RTK Inhibitor Discovery

Zhao Ren, M.D., Ph.D., staff scientist at Elan Pharmaceuticals, and his co-workers developed a novel cellular assay in-house. Receptor tyrosine kinases (RTKs) “are an important class of drug targets because of the critical roles they play in cell proliferation and differentiation,” notes Dr. Ren. RTK inhibitors have been aggressively pursued in many different therapeutic areas, including oncology and inflammatory diseases, “and some of these are potential drug candidates.”

According to Dr. Ren, homogenous biochemical assays using recombinant kinase domains of RTKs have been widely adopted to drive inhibitor discovery and structure-activity relationship (SAR) studies. However, there is a lack of robust cellular assays that can measure RTK activity in a high-throughput fashion.

“Interestingly, people examine this class of target using biochemical assays, expressing the kinase domains in bacteria and insect cells, purifying them. We, however, want to explore a different strategy. Cellular assays that can measure RTK activity in their natural environment might be a better approach. A much higher hurdle is developing an assay that works in cells.”

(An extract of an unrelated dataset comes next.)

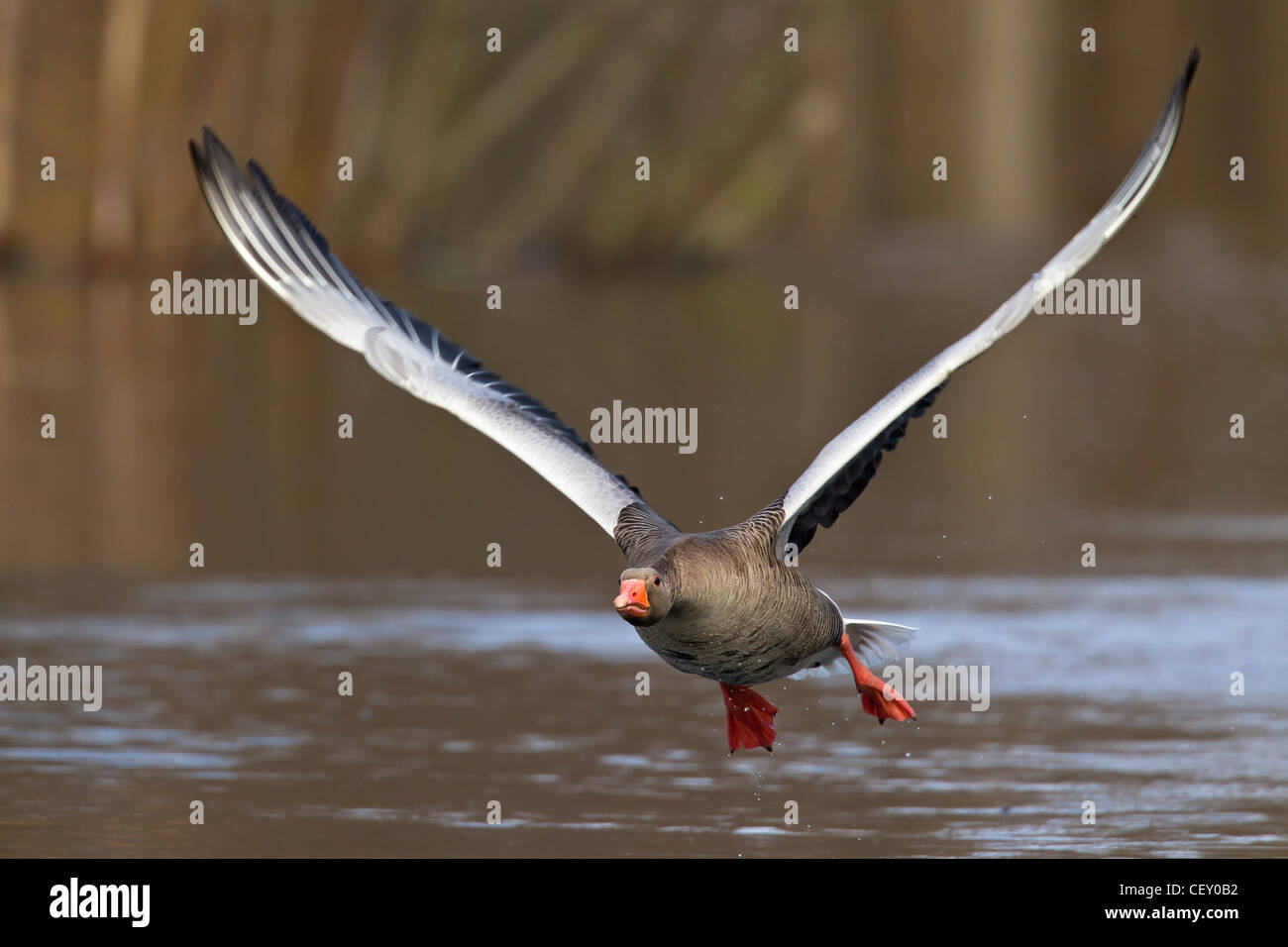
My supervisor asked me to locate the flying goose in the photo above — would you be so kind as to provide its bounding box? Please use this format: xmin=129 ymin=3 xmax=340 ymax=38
xmin=189 ymin=49 xmax=1198 ymax=753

The challenges here are both conceptual and technical, Dr. Ren explains. What happens to a complex receptor is not a single event but a cascade of activities. “We need to figure out what is the best step to monitor receptor activation and what is the best assay technology available.

“We ultimately decided to use AlphaScreen, a luminscent homogeneous immunoassay. This is a simple but effective method to monitor molecular interactions. When two biomolecules form a complex, they also bring a pair of donor and acceptor beads to close proximity. Which, in turn, generates luminescent signals when excited with a laser. That’s how you measure activities in this type of assay.”

Using PerkinElmer’s AlphaScreen technology, Dr. Ren developed several robust cellular RTK assays measuring receptor autophosphorylation. The high assay sensitivity enables miniaturization, and the homogenous nature of these assays renders efficient automation with liquid handlers and robotics.

“We need a lot of cells to do a large screening—one billion cells a day. We discovered another technology on the market, HyperFlask™ by Corning that enabled us to grow multiple layers of cells in the same volume of flask. This is a much more manageable way to keep up with the huge cell culture need,” says Dr. Ren.